What is intuitive eating? Does it mean that if you’re craving Häagen-Dazs, you should listen to your body? Cancel diet culture with intuitive eating Caroline Dooner spent her teens and early 20s trying to lose weight. A physician diagnosed her with an endocrine disorder and suggested she try to shed some pounds. She went on the low-carbohydrate, high-fat Atkins diet.
She found she couldn’t stop thinking about the foods she wasn’t supposed to eat. She began a cycle of binging on her favorite foods and then losing weight again. She tried other diets. None worked. “I was constantly thinking about my weight and what I put into my body,” she says.

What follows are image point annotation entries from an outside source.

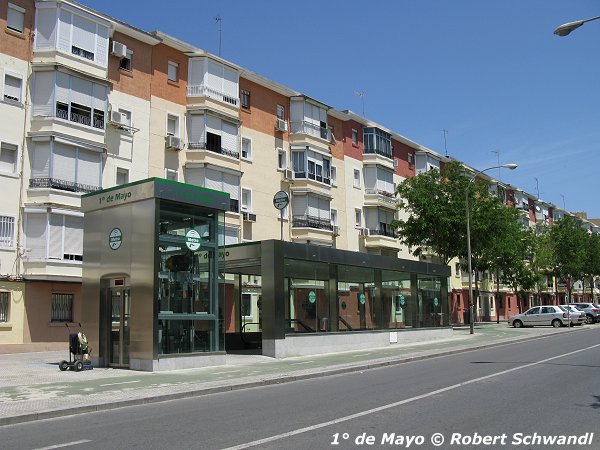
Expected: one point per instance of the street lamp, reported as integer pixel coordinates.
(505, 166)
(566, 28)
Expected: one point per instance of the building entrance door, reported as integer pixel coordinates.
(120, 307)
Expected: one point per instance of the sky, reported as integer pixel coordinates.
(490, 72)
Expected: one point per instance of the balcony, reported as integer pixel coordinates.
(310, 129)
(70, 186)
(380, 198)
(311, 222)
(204, 91)
(213, 148)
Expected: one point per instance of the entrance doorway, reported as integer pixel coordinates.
(120, 307)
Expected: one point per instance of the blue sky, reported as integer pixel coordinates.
(492, 73)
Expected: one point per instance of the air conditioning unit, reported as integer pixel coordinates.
(281, 125)
(174, 142)
(249, 217)
(117, 118)
(118, 49)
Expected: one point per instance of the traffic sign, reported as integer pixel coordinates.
(281, 199)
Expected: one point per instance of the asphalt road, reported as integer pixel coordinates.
(509, 395)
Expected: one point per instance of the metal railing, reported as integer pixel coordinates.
(387, 154)
(311, 222)
(219, 150)
(63, 185)
(201, 90)
(311, 129)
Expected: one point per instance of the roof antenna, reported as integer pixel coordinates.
(445, 146)
(218, 21)
(361, 94)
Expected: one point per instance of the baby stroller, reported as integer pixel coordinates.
(80, 355)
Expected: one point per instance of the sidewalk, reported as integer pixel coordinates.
(33, 388)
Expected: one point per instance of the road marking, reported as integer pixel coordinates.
(122, 382)
(66, 444)
(399, 403)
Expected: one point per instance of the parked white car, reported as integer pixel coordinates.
(540, 315)
(577, 316)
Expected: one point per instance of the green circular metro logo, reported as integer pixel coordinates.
(115, 238)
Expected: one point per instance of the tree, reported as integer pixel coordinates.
(568, 243)
(435, 204)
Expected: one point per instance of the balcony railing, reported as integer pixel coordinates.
(79, 118)
(382, 231)
(62, 185)
(220, 150)
(204, 91)
(311, 222)
(310, 129)
(387, 154)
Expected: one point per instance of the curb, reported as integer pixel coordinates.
(198, 392)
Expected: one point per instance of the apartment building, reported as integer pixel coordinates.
(90, 103)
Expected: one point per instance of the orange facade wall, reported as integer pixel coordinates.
(353, 150)
(400, 153)
(262, 114)
(173, 91)
(136, 82)
(16, 44)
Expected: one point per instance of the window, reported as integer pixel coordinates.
(358, 217)
(4, 305)
(246, 305)
(122, 176)
(281, 159)
(172, 71)
(356, 178)
(171, 174)
(15, 18)
(334, 219)
(172, 125)
(8, 158)
(126, 62)
(246, 148)
(246, 199)
(12, 88)
(281, 112)
(62, 308)
(7, 231)
(245, 99)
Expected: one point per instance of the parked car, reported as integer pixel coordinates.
(540, 315)
(577, 316)
(592, 311)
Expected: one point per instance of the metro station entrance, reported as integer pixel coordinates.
(119, 298)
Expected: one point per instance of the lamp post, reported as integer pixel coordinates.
(505, 166)
(566, 28)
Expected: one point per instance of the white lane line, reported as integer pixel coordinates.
(66, 444)
(122, 382)
(400, 403)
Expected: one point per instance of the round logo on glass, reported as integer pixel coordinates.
(115, 238)
(193, 241)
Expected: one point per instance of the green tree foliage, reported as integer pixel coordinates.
(435, 204)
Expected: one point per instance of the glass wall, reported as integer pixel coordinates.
(190, 318)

Ms. Dooner, 34, doesn’t diet anymore. In 2019, she published a book, “The F*ck-It Diet,” about her struggle with dieting and the cultural obsession with being thin. She’s happier than ever with her body and her relationship with food, she says.
More people like Ms. Dooner, exhausted by the pressures of the scale, restrictions on their favorite foods and the imperative of trying to look a certain way, are questioning whether they should give up dieting altogether.
Some of them are finding the burgeoning anti-diet movement, which anticipates a future in which people don’t try to change their weight. Instead of relying on weight or body-mass index, this subset of dietitians, nutritionists, and others advocates ending diets and placing more emphasis on markers of health such as endurance, sleep, and mental well-being. Shifting views on what it means to be healthy—as well as scientific research on diets and health—are helping drive the movement.
The anti-diet movement has high hurdles to becoming mainstream, say anti-diet proponents. The medical community overwhelmingly considers weight a crucial barometer of health. Decades of scientific research link higher weights to increased risks of heart disease, cancer, diabetes and other illnesses.